Some families find new traditions, and some children are old enough to want traditions to stay the course. At any rate, please set expectations for the child due to the fact they are holding on to the past (which is totally fine); however, establishing new or modified traditions is key.


7. Will you stop fighting?

Divorce often arises from conflicts, which can be distressing for children. Assure them that although the parents will no longer be together, they will strive to maintain a peaceful and respectful co-parenting relationship. Emphasize that their well-being is prioritized.


Let’s say, in other words, there was no fighting but so much tension you could cut through it with a knife. This is the hardest to explain because, in a child’s mind – no fighting means you are/were happy with your partner. As adults, this is tough; focus on the part you grew apart, and you want each other to be satisfied in the long run.


8. Can I see my friends and pets?

Kids may worry about losing connections with friends and beloved pets due to changes in living arrangements. Reassure them that their relationships with friends and pets will be maintained and they will still have opportunities to spend time with them.

Also, remind them they can make new friends at one of their new homes.


9. Is it normal to feel sad or angry?

Validating a child's emotions is crucial during this difficult time. Let them know that it is entirely normal to feel sad, angry, or confused about the divorce. Encourage open communication and let them know that their feelings will be acknowledged and supported.


Answer as many questions as you can, however, be completely honest; kids are so intuitive that they will read right through you. Also, tell them you feel that way sometimes; it's expected we are all human.


10. Will you get remarried?

Children may have concerns about their parents moving on and finding new partners. Be open to this question and explain that it is possible, but reassure them that the child will always be loved and cared for.


Though you may find a new partner to spend the rest of your life with and realize the kids may love or hate them.

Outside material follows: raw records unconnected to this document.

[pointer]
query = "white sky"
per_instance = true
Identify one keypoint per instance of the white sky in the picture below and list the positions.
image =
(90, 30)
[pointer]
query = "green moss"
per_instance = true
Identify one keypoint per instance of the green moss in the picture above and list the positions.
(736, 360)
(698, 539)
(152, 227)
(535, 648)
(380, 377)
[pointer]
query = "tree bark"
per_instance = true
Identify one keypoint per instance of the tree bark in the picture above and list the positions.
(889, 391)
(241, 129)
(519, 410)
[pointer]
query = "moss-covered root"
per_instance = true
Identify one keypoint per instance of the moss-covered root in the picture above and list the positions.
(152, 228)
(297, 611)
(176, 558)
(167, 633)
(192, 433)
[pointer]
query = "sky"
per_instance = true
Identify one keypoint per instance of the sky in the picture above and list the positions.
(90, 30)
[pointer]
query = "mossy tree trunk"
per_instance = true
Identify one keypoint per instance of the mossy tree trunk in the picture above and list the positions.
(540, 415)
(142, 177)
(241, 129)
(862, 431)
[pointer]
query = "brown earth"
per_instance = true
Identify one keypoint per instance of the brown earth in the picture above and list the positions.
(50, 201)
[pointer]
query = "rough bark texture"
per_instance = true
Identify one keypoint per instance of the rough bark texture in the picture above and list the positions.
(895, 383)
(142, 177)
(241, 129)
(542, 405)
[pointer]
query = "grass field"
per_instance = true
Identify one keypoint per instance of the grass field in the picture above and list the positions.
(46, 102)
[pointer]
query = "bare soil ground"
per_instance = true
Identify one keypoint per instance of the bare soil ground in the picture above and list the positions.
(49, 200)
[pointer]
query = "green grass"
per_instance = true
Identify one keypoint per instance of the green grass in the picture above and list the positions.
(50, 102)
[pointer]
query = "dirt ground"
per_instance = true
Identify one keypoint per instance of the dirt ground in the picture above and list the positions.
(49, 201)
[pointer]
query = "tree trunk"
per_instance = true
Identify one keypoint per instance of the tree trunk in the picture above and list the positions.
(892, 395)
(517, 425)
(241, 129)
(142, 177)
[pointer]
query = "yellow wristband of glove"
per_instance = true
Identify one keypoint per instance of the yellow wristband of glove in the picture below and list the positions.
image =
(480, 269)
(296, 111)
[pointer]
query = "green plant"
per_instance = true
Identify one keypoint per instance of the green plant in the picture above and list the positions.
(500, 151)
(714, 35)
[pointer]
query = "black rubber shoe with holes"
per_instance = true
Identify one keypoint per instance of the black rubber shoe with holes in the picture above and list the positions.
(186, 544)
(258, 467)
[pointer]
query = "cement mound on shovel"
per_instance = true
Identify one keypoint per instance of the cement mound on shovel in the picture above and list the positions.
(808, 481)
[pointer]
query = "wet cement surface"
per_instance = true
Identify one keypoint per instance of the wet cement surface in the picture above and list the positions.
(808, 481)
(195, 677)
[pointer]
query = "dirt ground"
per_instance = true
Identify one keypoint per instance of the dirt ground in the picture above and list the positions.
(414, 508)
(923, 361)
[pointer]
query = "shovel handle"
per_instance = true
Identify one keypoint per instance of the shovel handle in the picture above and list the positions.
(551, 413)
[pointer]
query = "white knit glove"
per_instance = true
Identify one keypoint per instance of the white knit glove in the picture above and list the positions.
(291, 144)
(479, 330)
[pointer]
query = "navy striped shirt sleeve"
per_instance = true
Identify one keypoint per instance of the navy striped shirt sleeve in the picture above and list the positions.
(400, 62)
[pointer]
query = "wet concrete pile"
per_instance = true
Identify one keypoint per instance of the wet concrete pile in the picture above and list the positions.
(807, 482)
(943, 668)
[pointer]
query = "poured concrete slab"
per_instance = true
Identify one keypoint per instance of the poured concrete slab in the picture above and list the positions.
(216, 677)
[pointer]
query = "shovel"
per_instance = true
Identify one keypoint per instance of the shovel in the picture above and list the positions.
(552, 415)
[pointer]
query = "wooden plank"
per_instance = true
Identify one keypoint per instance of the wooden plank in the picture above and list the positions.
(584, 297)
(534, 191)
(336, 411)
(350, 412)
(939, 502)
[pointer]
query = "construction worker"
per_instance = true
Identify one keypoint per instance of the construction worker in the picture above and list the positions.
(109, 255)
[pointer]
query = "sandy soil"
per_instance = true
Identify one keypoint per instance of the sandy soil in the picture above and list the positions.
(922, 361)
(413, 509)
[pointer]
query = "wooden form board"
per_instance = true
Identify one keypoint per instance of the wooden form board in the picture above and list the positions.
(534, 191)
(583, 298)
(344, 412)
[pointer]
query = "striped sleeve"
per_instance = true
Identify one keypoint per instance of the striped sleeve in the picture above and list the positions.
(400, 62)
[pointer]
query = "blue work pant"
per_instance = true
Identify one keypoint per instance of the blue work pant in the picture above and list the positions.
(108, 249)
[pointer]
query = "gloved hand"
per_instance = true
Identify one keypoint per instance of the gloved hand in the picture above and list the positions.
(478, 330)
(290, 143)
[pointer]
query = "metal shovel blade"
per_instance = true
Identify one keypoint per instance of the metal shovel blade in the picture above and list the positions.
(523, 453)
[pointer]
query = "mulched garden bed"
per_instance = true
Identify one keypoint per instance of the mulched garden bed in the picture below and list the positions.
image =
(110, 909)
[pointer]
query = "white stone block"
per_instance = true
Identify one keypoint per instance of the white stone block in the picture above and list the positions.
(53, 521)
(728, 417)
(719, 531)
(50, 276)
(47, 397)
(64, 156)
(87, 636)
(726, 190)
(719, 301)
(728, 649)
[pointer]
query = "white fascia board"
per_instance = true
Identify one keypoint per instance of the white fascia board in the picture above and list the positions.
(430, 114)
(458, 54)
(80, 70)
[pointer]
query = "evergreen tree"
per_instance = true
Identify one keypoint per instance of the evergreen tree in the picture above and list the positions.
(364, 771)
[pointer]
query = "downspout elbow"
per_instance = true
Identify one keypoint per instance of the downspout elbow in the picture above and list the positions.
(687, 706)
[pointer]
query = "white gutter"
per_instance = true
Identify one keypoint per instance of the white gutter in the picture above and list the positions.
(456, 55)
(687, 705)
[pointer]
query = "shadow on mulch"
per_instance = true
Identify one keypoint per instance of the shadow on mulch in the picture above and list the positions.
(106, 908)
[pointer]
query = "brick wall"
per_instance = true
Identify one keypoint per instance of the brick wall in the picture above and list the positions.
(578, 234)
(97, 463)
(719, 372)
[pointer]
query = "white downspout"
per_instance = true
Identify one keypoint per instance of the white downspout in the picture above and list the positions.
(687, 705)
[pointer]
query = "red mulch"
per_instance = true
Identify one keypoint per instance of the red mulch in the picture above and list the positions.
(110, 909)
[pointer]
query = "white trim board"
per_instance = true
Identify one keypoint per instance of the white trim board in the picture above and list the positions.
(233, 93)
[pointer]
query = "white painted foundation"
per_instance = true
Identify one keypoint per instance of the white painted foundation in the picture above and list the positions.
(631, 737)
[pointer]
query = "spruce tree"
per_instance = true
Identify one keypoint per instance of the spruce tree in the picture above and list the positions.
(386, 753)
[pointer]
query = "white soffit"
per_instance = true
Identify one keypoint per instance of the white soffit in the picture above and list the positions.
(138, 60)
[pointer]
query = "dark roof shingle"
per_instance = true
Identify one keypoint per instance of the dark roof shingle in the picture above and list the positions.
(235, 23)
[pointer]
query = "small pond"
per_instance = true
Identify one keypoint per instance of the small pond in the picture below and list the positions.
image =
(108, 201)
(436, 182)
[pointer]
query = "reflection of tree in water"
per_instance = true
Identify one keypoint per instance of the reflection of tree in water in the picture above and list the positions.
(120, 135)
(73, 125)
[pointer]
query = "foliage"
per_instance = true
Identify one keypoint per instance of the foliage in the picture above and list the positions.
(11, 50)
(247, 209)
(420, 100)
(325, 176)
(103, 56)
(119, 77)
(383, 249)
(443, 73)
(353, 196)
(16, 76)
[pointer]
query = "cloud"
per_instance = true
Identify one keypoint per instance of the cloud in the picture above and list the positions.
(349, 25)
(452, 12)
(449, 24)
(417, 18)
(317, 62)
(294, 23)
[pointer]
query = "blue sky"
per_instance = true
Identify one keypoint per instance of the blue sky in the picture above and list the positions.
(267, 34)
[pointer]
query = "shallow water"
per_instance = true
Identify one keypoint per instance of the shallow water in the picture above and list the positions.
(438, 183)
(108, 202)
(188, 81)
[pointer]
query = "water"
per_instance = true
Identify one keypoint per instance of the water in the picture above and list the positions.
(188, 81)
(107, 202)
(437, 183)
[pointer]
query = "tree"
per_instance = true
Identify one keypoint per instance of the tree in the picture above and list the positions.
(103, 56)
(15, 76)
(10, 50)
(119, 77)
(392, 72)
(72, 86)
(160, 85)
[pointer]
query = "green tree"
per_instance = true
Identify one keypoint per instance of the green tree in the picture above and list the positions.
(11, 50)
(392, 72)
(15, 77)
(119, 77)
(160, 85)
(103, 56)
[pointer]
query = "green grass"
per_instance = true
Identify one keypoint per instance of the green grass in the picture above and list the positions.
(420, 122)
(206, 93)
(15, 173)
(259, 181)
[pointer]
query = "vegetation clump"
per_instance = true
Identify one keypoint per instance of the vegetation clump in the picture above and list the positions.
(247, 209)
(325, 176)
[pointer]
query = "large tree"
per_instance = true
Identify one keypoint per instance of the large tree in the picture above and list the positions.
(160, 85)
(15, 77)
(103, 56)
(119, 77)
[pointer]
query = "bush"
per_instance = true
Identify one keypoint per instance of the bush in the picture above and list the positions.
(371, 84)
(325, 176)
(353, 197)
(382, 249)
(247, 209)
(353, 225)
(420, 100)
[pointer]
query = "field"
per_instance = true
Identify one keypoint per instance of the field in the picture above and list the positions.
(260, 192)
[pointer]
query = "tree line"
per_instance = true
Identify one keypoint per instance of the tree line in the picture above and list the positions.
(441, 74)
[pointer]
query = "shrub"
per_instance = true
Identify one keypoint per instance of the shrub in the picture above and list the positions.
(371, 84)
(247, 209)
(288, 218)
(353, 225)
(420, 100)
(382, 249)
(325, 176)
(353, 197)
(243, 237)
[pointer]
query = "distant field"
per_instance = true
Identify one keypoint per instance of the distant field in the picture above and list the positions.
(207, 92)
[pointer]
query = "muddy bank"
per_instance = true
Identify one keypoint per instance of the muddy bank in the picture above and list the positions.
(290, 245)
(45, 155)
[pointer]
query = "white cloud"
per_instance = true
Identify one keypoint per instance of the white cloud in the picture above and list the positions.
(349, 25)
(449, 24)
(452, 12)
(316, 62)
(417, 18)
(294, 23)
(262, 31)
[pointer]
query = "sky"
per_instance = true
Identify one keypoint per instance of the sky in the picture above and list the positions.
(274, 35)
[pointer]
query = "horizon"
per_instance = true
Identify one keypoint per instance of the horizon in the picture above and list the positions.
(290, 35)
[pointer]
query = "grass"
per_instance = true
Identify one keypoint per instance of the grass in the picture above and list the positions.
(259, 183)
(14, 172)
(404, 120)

Try as hard as you can to make this a smooth transition and slowly integrate your new partner.


Understanding the questions and concerns that children often have during a divorce is essential in supporting them through this challenging time. Responding with empathy, honesty, and reassurance can help alleviate their worries and ensure they feel loved and secure throughout the process.


By addressing these top 10 questions, parents can foster a sense of stability and understanding in their children as they navigate the complexities of divorce.


We hope this helps you at least begin the conversation with your kids.


Yours truly,


Erin


Time to Dish:

· What type of questions have you received? How did you answer them?

· Do you have a cordial relationship with your ex? If not, this is hard to navigate, but list some ways that could help this transition.

· There is often trauma in a divorce situation; if the kids have seen this – they may ask more detailed questions. How will you answer?